La mayoría de la gente está familiarizada con el cómic, o al menos a su autor, Art Spiegelman, por su aparición en los Simpson. Otros, habrán escuchado el nombre de la historieta —o novela gráfica, como quieran decirle— pronunciarse junto a otros grandes nombres como “Persépolis” de Marjane Satrapi, “Ghost World” de Daniel Clowes, o “Watchmen” de Alan Moore. Maus está inscrita en ese momento de la historia de los cómics, en que ya existía una escena underground que desesperadamente buscaba romper con la imagen infantil que tenían los comics, y que ya elaboraba obras complejas, por lo que ya le urgía un nombre que la distinguiera: novela gráfica.
Ahora, a más de 20 años de su primera aparición, muchos pueden ver Maus en cualquier librería. En la portada, dos ratones poco discernibles uno del otro; y detrás de ellos, bien distinguibles, la chocante esvástica y el rostro inconfundible de un Hitler gato. Sin embargo, pese a lo que sugiere la cubierta, la trama va mucho más lejos, pues se trata de un retrato íntimo del autor, y de la relación que éste tiene con su obra.
Los padres de Spiegelman, Vladek y Anja, son supervivientes de los campos de exterminio nazi. En búsqueda de material para un nuevo libro, Spiegelman decidió entrevistar a su padre sobre sus experiencias en la guerra, y a partir de esas experiencias es que el cómic se construye. En su versión completa, es decir, su recopilación, el cómic está dividido en dos partes principales “Mi padre sangra historia” y “Aquí es donde comienzan mis problemas”, a su vez divididos en capítulos que comienzan en el presente, donde las viñetas muestran a Spiegelman y a su padre conversando, y desde ahí, la memoria del padre nos lleva a los sucesos de su vida, antes, durante y después de la guerra. A modo de fábula, los judíos están dibujados como ratones, los nazis como gatos, los polacos como cerdos, los franceses como ranas —considérese que franchute sería algo así como frog en inglés— y los estadounidenses como perros. Esta representación permite a su autor una flexibilidad que le sirve para expresar cosas que la palabra o una representación humana no hubieran podido, pues cuando los personajes quieren pasar desapercibidos, pretendiendo ser polacos, usan máscaras de otro animal.
Ahora bien, antes comentaba que el relato va más allá.
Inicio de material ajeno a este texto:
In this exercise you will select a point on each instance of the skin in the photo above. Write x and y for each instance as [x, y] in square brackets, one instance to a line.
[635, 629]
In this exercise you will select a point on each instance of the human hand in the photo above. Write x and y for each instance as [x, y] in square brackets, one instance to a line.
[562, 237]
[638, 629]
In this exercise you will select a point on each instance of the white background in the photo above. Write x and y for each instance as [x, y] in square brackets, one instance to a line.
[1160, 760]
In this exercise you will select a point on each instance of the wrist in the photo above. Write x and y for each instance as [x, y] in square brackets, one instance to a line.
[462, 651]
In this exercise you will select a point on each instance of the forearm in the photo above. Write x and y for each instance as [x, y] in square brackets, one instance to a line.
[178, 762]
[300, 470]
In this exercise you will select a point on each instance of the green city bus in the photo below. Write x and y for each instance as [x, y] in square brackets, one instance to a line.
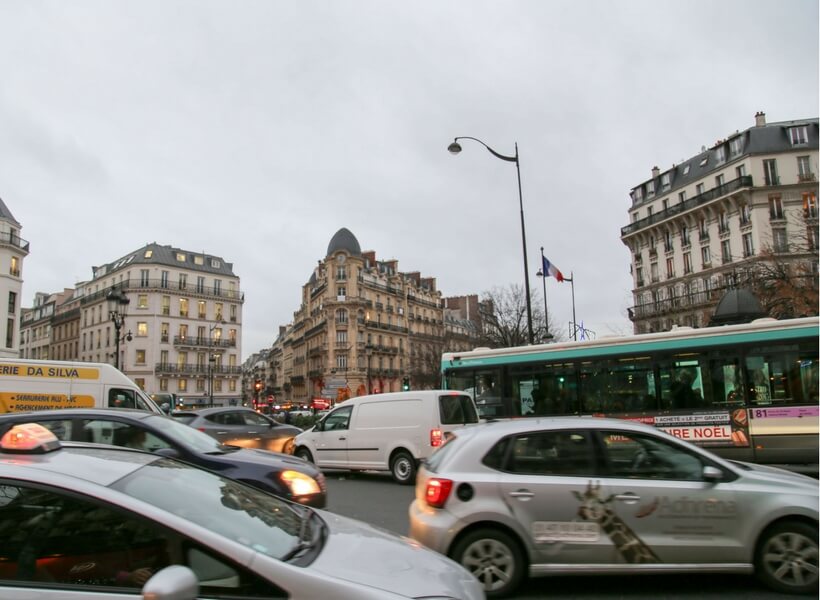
[748, 392]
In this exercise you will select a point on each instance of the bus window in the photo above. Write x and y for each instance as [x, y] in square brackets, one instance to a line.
[682, 384]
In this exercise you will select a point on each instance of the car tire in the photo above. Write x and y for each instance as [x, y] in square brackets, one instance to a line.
[494, 558]
[304, 454]
[786, 558]
[403, 468]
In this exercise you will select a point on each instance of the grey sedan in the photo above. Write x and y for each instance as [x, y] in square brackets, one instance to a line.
[240, 426]
[534, 497]
[99, 522]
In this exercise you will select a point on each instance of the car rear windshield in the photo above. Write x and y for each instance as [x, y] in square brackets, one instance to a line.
[457, 409]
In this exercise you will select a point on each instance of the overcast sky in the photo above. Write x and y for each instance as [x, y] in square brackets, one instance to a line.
[254, 130]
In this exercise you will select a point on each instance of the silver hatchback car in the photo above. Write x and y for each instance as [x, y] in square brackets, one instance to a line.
[567, 495]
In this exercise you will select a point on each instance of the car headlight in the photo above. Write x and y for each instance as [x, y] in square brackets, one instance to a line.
[300, 484]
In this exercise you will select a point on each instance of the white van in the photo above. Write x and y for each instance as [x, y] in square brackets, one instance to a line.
[386, 432]
[27, 385]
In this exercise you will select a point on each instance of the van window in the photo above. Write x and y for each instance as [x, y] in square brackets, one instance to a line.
[119, 398]
[457, 409]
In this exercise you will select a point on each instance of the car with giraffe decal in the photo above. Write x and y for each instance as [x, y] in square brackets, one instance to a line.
[579, 495]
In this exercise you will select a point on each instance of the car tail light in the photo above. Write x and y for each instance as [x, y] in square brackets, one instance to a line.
[437, 492]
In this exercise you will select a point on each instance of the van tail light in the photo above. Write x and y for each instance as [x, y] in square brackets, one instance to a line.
[437, 492]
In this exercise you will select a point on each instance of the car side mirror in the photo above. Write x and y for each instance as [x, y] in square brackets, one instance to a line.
[712, 474]
[170, 583]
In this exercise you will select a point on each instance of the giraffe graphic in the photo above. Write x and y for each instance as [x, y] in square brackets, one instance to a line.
[629, 546]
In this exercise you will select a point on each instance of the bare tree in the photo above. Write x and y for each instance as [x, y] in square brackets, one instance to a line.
[785, 278]
[504, 318]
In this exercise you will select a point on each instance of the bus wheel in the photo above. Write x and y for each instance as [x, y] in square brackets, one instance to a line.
[786, 558]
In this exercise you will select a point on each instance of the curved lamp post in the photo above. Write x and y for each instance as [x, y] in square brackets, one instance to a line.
[455, 148]
[117, 301]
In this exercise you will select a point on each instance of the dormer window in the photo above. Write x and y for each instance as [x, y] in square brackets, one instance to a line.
[799, 135]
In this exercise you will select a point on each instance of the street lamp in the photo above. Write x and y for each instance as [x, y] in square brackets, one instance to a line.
[455, 148]
[543, 276]
[212, 361]
[117, 301]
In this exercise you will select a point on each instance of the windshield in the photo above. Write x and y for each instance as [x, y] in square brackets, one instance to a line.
[184, 435]
[231, 509]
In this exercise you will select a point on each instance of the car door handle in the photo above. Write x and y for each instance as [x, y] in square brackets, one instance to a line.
[526, 494]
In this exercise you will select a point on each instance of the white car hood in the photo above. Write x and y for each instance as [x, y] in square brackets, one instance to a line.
[359, 552]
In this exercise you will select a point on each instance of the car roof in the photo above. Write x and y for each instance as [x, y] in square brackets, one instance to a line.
[95, 463]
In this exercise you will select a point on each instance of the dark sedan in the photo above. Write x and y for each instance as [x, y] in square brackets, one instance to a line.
[281, 474]
[240, 426]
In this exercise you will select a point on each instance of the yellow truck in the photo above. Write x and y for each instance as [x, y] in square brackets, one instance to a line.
[27, 385]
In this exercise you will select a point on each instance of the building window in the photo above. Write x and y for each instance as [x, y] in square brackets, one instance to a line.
[775, 208]
[723, 222]
[770, 172]
[706, 257]
[725, 251]
[798, 135]
[779, 240]
[810, 205]
[804, 169]
[745, 214]
[748, 248]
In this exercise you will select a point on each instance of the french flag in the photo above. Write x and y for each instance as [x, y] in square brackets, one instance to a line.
[551, 269]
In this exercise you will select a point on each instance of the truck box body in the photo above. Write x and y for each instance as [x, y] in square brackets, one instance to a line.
[27, 385]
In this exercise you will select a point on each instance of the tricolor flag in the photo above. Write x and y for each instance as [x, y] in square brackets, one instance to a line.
[551, 269]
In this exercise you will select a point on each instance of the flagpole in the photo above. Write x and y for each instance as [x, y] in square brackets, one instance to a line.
[543, 274]
[571, 279]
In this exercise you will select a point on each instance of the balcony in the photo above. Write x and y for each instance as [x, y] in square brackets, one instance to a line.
[192, 341]
[689, 204]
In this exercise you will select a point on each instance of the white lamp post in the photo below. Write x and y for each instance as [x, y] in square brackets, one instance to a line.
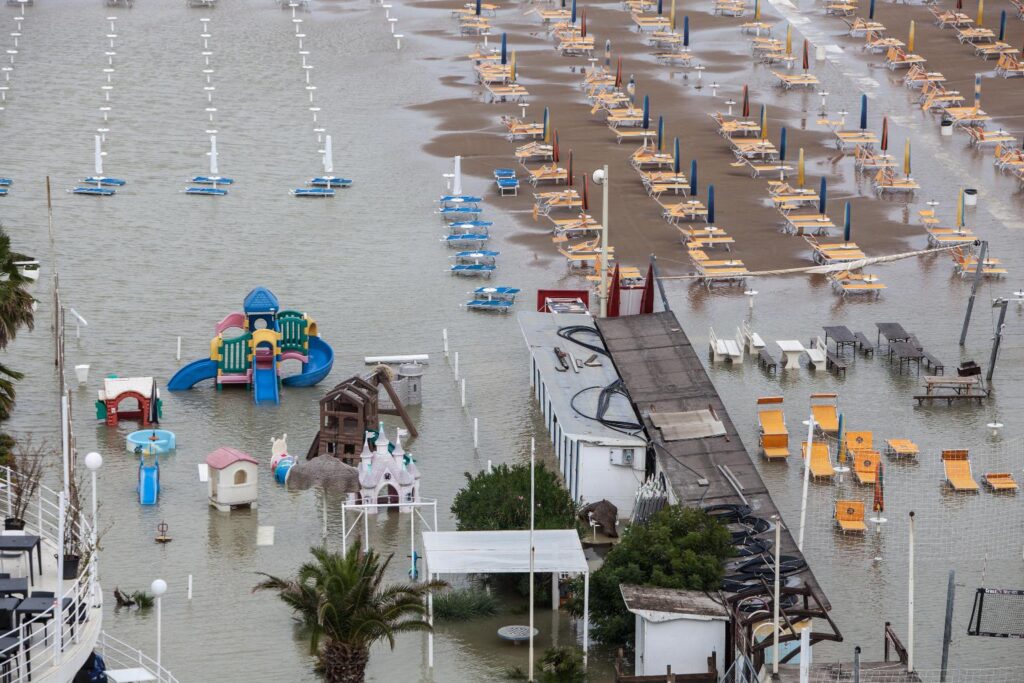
[601, 178]
[159, 587]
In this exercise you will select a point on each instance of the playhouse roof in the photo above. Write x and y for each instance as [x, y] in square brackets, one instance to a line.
[224, 457]
[261, 300]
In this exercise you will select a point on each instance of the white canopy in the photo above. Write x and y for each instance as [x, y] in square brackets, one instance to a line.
[503, 552]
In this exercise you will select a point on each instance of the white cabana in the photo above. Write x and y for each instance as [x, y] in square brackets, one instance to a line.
[555, 551]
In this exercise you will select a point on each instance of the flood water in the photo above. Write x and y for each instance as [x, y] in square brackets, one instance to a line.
[151, 265]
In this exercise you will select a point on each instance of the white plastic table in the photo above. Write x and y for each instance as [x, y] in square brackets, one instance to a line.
[136, 675]
[792, 349]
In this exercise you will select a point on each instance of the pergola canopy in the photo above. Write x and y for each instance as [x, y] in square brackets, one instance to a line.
[503, 552]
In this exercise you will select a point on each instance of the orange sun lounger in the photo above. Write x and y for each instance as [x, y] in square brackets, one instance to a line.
[850, 515]
[957, 469]
[774, 435]
[820, 462]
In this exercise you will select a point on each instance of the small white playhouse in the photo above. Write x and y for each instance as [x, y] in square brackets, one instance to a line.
[232, 478]
[388, 477]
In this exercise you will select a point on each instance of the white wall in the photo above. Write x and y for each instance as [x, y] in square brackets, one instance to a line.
[683, 643]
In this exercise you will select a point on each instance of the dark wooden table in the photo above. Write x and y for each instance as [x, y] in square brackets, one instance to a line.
[14, 587]
[25, 544]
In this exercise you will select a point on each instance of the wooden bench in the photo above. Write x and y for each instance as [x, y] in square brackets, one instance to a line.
[836, 363]
[866, 347]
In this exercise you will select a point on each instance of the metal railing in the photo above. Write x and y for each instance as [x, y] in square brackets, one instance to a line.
[118, 653]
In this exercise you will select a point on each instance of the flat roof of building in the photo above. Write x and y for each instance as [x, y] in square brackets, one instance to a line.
[573, 394]
[664, 374]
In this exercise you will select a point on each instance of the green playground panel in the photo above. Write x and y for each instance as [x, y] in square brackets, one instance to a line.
[293, 331]
[235, 354]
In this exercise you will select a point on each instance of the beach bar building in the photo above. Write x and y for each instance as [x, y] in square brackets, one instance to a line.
[600, 458]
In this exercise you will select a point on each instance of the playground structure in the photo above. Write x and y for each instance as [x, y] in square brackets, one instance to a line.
[349, 411]
[148, 480]
[141, 389]
[232, 479]
[268, 337]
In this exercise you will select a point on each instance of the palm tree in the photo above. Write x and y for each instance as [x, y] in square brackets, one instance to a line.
[15, 312]
[344, 606]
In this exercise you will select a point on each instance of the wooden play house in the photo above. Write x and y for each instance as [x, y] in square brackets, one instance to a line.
[348, 412]
[142, 393]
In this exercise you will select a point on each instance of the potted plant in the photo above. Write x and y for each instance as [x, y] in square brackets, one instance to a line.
[25, 473]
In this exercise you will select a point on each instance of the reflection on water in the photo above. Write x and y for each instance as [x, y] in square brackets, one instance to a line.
[151, 264]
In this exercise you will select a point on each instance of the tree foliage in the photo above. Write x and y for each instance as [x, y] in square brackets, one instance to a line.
[501, 501]
[680, 548]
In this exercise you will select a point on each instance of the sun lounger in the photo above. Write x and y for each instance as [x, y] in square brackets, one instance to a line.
[774, 437]
[865, 466]
[901, 447]
[850, 515]
[825, 412]
[999, 481]
[820, 465]
[957, 469]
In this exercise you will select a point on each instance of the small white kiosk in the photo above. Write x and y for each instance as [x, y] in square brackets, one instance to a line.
[232, 477]
[678, 629]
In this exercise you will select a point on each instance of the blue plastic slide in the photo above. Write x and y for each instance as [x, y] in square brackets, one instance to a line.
[321, 361]
[265, 383]
[195, 372]
[148, 482]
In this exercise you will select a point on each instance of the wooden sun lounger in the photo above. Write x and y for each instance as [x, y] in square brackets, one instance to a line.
[850, 515]
[901, 447]
[957, 469]
[821, 467]
[999, 481]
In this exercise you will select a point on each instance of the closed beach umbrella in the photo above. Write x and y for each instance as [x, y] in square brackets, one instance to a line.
[879, 504]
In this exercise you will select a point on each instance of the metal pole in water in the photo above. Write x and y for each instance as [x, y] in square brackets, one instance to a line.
[982, 252]
[909, 627]
[998, 338]
[947, 634]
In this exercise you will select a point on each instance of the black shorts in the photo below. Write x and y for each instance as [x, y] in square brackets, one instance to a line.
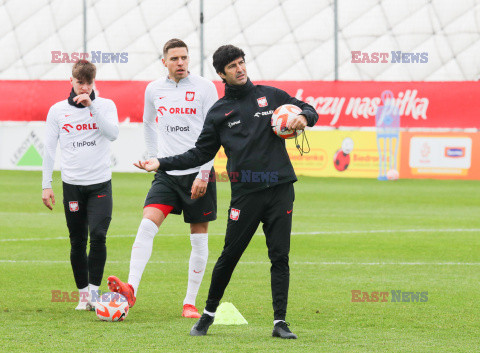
[175, 190]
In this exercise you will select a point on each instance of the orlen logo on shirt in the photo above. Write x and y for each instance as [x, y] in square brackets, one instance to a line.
[79, 127]
[175, 110]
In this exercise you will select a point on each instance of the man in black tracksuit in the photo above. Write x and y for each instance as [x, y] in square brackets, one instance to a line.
[261, 177]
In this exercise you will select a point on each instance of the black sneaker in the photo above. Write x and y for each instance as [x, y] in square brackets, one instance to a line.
[202, 325]
[281, 330]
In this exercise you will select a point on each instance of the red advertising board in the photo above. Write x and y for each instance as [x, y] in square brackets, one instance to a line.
[349, 104]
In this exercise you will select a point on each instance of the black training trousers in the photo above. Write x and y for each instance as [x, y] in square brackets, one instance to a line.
[87, 208]
[273, 207]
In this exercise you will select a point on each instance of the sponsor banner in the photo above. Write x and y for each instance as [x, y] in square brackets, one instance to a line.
[347, 104]
[440, 156]
[334, 153]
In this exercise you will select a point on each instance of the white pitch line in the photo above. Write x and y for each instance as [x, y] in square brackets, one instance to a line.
[373, 231]
[267, 263]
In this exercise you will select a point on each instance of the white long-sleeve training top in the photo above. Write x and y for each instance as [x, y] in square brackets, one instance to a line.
[85, 135]
[180, 109]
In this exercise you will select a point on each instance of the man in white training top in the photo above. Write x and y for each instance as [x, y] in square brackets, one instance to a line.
[179, 103]
[84, 125]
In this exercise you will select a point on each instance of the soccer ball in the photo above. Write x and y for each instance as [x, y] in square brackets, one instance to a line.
[281, 116]
[111, 307]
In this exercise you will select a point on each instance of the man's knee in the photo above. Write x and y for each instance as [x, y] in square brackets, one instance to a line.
[199, 228]
[154, 214]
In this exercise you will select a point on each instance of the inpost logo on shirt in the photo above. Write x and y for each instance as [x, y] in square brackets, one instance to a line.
[27, 154]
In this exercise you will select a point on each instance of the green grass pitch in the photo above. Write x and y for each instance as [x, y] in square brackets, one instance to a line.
[348, 234]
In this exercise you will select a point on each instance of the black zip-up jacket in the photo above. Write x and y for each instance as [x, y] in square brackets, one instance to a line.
[240, 122]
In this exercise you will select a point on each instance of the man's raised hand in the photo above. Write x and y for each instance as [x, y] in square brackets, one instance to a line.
[47, 195]
[149, 165]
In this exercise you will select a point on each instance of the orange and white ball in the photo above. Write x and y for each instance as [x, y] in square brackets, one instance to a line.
[281, 116]
[111, 307]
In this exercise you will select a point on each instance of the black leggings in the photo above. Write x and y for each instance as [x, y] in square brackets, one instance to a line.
[273, 207]
[87, 208]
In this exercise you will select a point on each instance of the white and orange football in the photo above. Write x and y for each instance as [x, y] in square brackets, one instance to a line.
[281, 116]
[111, 307]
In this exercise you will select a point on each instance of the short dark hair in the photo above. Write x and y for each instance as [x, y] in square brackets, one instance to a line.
[225, 55]
[173, 43]
[84, 70]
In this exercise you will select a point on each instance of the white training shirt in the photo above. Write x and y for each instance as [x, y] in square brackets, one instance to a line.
[85, 135]
[180, 109]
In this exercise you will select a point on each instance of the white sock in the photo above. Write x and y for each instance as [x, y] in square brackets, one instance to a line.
[82, 296]
[92, 288]
[141, 251]
[209, 313]
[196, 265]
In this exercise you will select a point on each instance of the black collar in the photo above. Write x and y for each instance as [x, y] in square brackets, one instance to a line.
[232, 91]
[73, 95]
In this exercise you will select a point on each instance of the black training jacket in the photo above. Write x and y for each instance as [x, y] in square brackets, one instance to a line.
[240, 122]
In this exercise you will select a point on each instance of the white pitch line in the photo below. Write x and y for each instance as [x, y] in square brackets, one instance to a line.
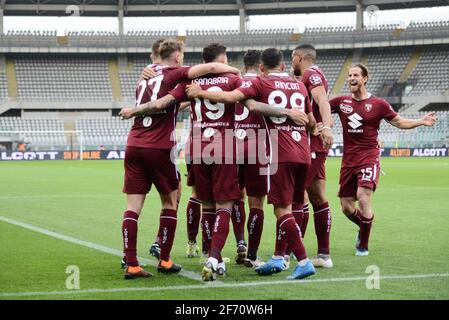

En los fragmentos reales, situados en los 70 y 80, vemos la relación accidentada que existe entre Spiegelman padre e hijo, y la constante búsqueda por la madre que ya no está ahí. Vemos el conflicto del padre con su propio pasado y cómo trata de reconstruir su presente. Vemos también, hacia el final de la primera parte y al principio de la segunda, cómo el autor ahora debe lidiar con su propia obra, pues la fama lo acecha, y con las dudas y la culpa que plantea hacerse exitoso con una historia del holocausto que, además, no es la propia. Y encima de todo, narrar el proceso por el que su padre se convierte lentamente en un recuerdo.
¿Qué podría agregar de “Maus” que no se haya escrito ya? Debe notarse que la historieta se publicó por primera vez en 1987, pero su influencia continúa casi treinta años después. Como lector de este trabajo, debo decir que este va más allá de la portada, es decir, la parte complicada de leerlo no es enfrentarse a los horrores de la guerra y de los campos de concentración — ambos fielmente retratados—. No. Lo que más reta al lector en este comic es la forma descarnada en que Spiegleman retrata sus conflictos personales, con su familia y con el pasado. Pues vale la pena preguntar, ¿acaso nos atrevemos a juzgar a nuestros padres? Spiegelman se atrevió a retratar al suyo. Y al final, lo que quedan son recuerdos: las fotos del clan Spiegelman —redibujados todos como ratones—, exterminado durante la guerra, y las grabaciones de las entrevistas entre padre e hijo —también reproducidas en el cómic—, y la historieta de un hombre versión ratón, y su hijo dibujante con máscara de ratón. Si las máscaras son todo cuanto exponemos al exterior, leer Maus es traspasar la máscara. A eso se enfrenta el lector.